There's nothing I'd rather do than play music. I write my own songs, but also enjoy playing the work of Kate Wolf, Richard Thompson, the Grateful Dead, and many other musicians too numerous to mention. The songs I write tap into the same veins of insight, inspiration, and ecstasy that my favorite musicians channel so well.
I have been playing piano ever since I was tall enough to reach the keys, largely by ear--got theory training as a teenager and started playing songs on piano. Moved to Nashville by accident seven years ago and got infected with Nashvirus--got a 4-track, then a 12-track, and been learning how to use them ever since. I view music making as an art form akin to painting. People don't gather in cafes to watch painters do their thing. I'm quite happy working in my studio and presenting finished products to the internet public.
I play at Ragweed Festival on the Farm once a year. As I don't like being around people who are smoking tobacco and drinking, and few coffeehouses have acoustic pianos (my solo instrument of choice), I make little attempt to "play out." If there were Amsterdam-style cafes in this country, I would be more inclined to seek gigs. If you got one, get in touch!
Imagine the Grateful Dead as a jazz quintet--bass, drums, keyboard, piano, sax, and vocals...my inspiration as a piano player comes from Robbie Basho, John Fahey, Keith Jarrett, and Jerry Lee Lewis. My sax playing is influenced by Jerry Garcia, Ornette Coleman, Coleman Hawkins, John Coltrane, Louis Armstrong, and Ludwig von Beethoven.
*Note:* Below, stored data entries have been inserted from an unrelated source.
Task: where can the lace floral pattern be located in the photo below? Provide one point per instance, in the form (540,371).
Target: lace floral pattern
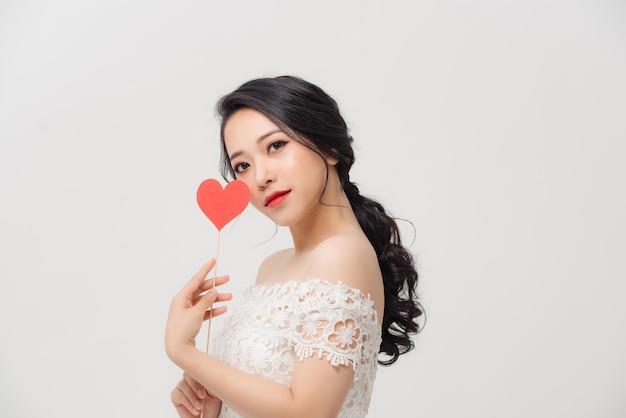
(280,323)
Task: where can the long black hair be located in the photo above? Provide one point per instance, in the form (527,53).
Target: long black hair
(306,113)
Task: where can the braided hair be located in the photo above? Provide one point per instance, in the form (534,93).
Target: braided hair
(308,114)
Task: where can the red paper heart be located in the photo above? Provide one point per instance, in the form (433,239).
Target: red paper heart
(222,205)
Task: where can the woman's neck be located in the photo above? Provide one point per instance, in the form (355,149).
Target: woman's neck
(332,217)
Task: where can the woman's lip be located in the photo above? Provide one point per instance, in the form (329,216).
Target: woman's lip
(269,199)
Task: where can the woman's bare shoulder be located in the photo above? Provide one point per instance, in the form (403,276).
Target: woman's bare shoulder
(348,258)
(272,264)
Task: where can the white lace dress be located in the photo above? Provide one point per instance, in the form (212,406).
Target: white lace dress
(280,323)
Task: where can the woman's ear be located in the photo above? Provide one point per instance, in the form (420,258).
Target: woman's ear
(331,160)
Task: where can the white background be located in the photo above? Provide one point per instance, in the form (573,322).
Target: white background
(496,127)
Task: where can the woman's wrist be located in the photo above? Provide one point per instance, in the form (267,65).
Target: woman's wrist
(180,351)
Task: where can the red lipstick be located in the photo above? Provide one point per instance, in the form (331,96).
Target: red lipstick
(276,198)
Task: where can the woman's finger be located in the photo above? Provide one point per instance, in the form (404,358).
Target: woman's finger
(196,281)
(216,312)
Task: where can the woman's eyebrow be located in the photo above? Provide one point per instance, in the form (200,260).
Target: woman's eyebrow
(259,139)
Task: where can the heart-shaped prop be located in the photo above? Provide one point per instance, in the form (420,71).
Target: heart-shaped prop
(222,205)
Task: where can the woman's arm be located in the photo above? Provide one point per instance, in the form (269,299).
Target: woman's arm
(318,389)
(189,398)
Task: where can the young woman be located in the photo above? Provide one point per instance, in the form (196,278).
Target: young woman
(307,340)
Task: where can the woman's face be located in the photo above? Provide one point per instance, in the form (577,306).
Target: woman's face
(286,179)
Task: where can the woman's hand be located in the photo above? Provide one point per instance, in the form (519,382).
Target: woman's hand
(189,397)
(190,307)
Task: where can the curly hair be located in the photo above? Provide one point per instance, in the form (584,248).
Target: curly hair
(308,114)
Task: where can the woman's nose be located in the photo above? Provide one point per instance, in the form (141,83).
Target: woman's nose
(264,175)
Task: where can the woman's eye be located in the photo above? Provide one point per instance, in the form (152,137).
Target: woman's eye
(240,167)
(276,145)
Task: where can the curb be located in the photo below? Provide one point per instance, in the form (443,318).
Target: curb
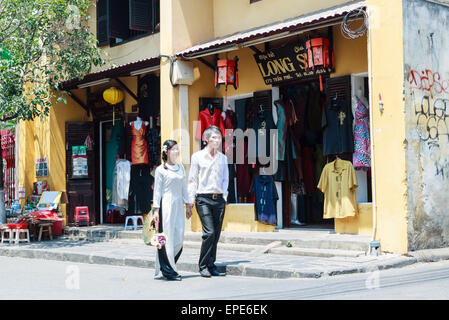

As a songwriter, I like Hunter-Garcia, Leonard Cohen, Richard Thompson, and Robin Williamson.
I view style as subservient to message. Some of my songs are very folk-rocky, others jazzy, others feature the keyboard equivalent of howling guitars, others a string quartet or symphony orchestra or spooky electronics. Variety is the spice of life.
I have an old upright piano that's loads of fun to play but isn't quite up to recording standards, a martin indiana sax that dates from the twenties, an offbrand bari sax i'm hoping to replace soon, an ashiko and a set of tablas, and a Roland Juno D keyboard, and a Korg D12 12 track recorder
African proverb: "if you can walk, you can dance; if you can talk, you can sing"
I am firmly in favor of amateur music--it's more fun to enjoy yourself being creative than sitting around absorbing somebody else's creativitiy. I think it is important to break down the audience-performer dualism and make music participatory as a political/spiritual/psychological revolutionary act.